In the case of specific results related to objective measures, this study revealed a significant correlation between inhibitory control measured by the Stroop task and dietary adherence in patients with T2DM. Specifically, the Stroop effect was significantly negatively related to carbohydrate and fat adherence behavior, and the Stroop effect had a significant predictive effect when controlling for demographic and clinical variables, which indicated that the stronger the interference inhibition ability was, the better the dietary adherence to carbohydrate and fat foods. To the best of our knowledge, this is the first study to reveal the relationship between interference inhibition and dietary adherence among patients with T2DM. For patients with diabetes, a low-carbohydrate, low-fat, light diet contributes to controlling blood glucose, but these foods are often not delicious enough to bring pleasure to patients. Thus, when faced with a variety of food temptations, some patients with poor interference inhibition ability may show self-management relaxation and compromise to enjoy the momentary pleasure brought by food, thus demonstrating decreased dietary adherence. Therefore, when treating patients with poor dietary adherence, health care providers should consider the underlying factor of impaired inhibitory control.
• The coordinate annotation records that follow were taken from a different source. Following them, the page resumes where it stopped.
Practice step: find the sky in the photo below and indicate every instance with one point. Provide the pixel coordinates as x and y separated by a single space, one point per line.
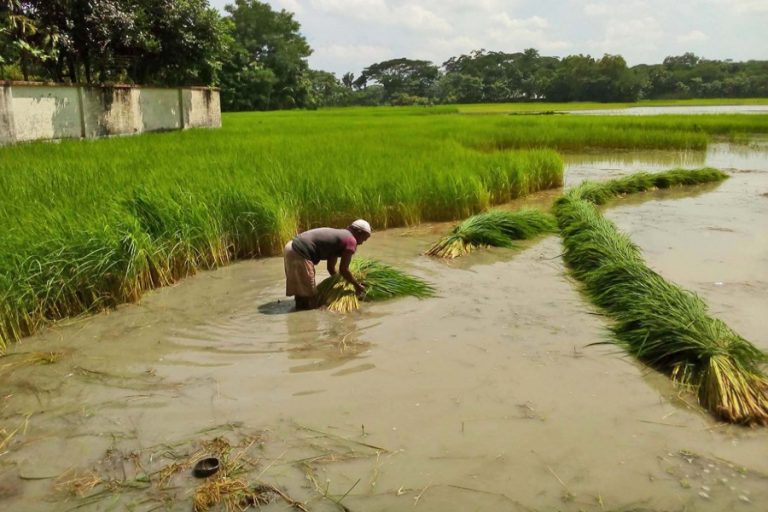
349 35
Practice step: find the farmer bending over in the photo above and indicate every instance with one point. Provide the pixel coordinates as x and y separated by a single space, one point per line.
307 250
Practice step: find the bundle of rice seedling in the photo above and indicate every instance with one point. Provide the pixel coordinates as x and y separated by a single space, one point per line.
658 322
602 192
494 228
381 281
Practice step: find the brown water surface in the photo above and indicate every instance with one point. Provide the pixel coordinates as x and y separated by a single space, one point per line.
489 397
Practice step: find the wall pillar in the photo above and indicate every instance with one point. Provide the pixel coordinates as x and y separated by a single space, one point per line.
7 127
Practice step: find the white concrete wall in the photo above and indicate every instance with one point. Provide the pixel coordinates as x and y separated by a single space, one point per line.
160 109
202 108
45 112
36 111
7 129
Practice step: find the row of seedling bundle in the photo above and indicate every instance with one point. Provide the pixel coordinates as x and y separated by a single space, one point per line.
659 323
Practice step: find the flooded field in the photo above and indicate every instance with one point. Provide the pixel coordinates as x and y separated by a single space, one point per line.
489 397
682 109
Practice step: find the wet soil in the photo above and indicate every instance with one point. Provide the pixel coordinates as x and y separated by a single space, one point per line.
490 397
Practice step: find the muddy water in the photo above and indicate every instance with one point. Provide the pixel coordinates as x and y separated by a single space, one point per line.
488 397
677 110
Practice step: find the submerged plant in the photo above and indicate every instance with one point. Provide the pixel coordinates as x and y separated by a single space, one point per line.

However, performance of the SST did not have a statistically significant association with dietary adherence, which was inconsistent with a previous study [41]. Zhu and her colleagues found that there were significant differences in response inhibition among T2DM patients with different dietary adherence [41]. The reason for the inconsistent results may be because the experimental stimuli were different. In our study, the stimuli were “j” and “f,” which mainly measured the general response inhibition, whereas in Zhu’s study, the stimuli were pictures of food, which mainly measured the food-specific response inhibition. Many research findings indicate that dietary behavior regulation is related to poor response inhibition that is food-specific, rather than general response inhibition [42,43,44].

However, there were several limitations in our study that should be considered. First, the generalizability of our findings is limited since all of the patients were recruited from only three hospitals. Second, we could not make inferences about the causality between inhibitory control and dietary adherence because we had only cross-sectional data. Therefore, longitudinal studies should be carried out to further clarify the problem. Third, future studies should combine electroencephalogram, magnetic resonance imaging and other research methods to explore the neural mechanism of inhibitory control in patients with different levels of dietary adherence to provide a theoretical basis for further intervention.

Conclusions

In conclusion, this is the first study to present evidence of the relationship between inhibitory control and dietary adherence among patients with T2DM based on subjective and objective measures. We found that inhibitory control was a predictor of dietary adherence in patients with T2DM. Our study contributes to a deep understanding of the role of inhibitory control in dietary adherence, which provides a new perspective to further improve dietary adherence among patients with T2DM in clinical practice. Previous studies have reported the feasibility of nurse-led cognitive training to improve the self-management behavior of patients with T2DM. In the future, we can consider improving the dietary adherence of patients with T2DM based on inhibitory control training, which may be good news for patients with diabetes, especially for those with poor dietary adherence.